新規客を集めるよりもリピーターを育てる方が利益率は高まります。
本記事ではBtoCビジネスでリピーターを獲得する具体的な施策を整理しました。
中小企業や個人事業主でもすぐ実践できる方法を紹介します。
はじめに
こんにちは。財務コンサルタント・行政書士・1級FP技能士・銀行融資診断士®の本間です。
BtoCビジネスにおいて、多くの経営者が頭を悩ませるのが「顧客の継続利用」、いわゆるリピーター獲得です。
一般に「新規顧客を獲得するコストは、既存顧客を維持するコストの5倍」と言われます。

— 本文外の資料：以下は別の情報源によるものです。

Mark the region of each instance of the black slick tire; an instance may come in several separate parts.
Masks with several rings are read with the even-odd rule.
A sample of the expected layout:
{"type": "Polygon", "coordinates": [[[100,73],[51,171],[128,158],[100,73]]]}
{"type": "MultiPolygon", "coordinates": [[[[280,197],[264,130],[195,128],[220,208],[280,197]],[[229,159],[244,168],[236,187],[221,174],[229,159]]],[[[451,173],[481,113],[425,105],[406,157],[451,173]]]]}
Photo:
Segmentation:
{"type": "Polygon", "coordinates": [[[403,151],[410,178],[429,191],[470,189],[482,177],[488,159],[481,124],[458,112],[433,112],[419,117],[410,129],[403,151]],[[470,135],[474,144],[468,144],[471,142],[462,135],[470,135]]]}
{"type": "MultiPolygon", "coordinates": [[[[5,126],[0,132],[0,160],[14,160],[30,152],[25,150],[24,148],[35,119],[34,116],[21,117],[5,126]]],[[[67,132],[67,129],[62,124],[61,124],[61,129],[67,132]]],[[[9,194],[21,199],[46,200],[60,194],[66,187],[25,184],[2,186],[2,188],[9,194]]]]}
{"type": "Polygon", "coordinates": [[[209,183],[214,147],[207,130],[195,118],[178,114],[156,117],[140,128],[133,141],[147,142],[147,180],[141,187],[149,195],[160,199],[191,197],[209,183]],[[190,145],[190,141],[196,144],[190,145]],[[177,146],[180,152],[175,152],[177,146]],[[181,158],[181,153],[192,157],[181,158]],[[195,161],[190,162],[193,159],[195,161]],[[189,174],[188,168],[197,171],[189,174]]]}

新規集客に広告を投じても、すぐに離れてしまえば利益は残りません。
逆に、リピーターが増えると安定した売上が見込め、利益率も高まります。
本記事では、中小企業や店舗経営者が今すぐ実践できる「BtoCリピーター獲得の具体策」を整理します。
リピーターが重要な理由
・売上の安定化
定期的に来店・購入する顧客がいれば、売上の見通しが立ちやすい。
・利益率の向上
リピーターは価格よりも信頼や体験で選ぶため、値引き競争に巻き込まれにくい。
・口コミ拡散
満足した顧客は友人や家族に紹介してくれる。広告よりも強力な営業マンになる。
実際、リピーターが売上全体の2割を占めるだけで、企業利益の8割を生み出すとも言われています。
リピーターを生むための基本姿勢
顧客体験を最優先に
商品やサービスの質はもちろん、接客態度やアフターフォローの印象が次回利用を左右します。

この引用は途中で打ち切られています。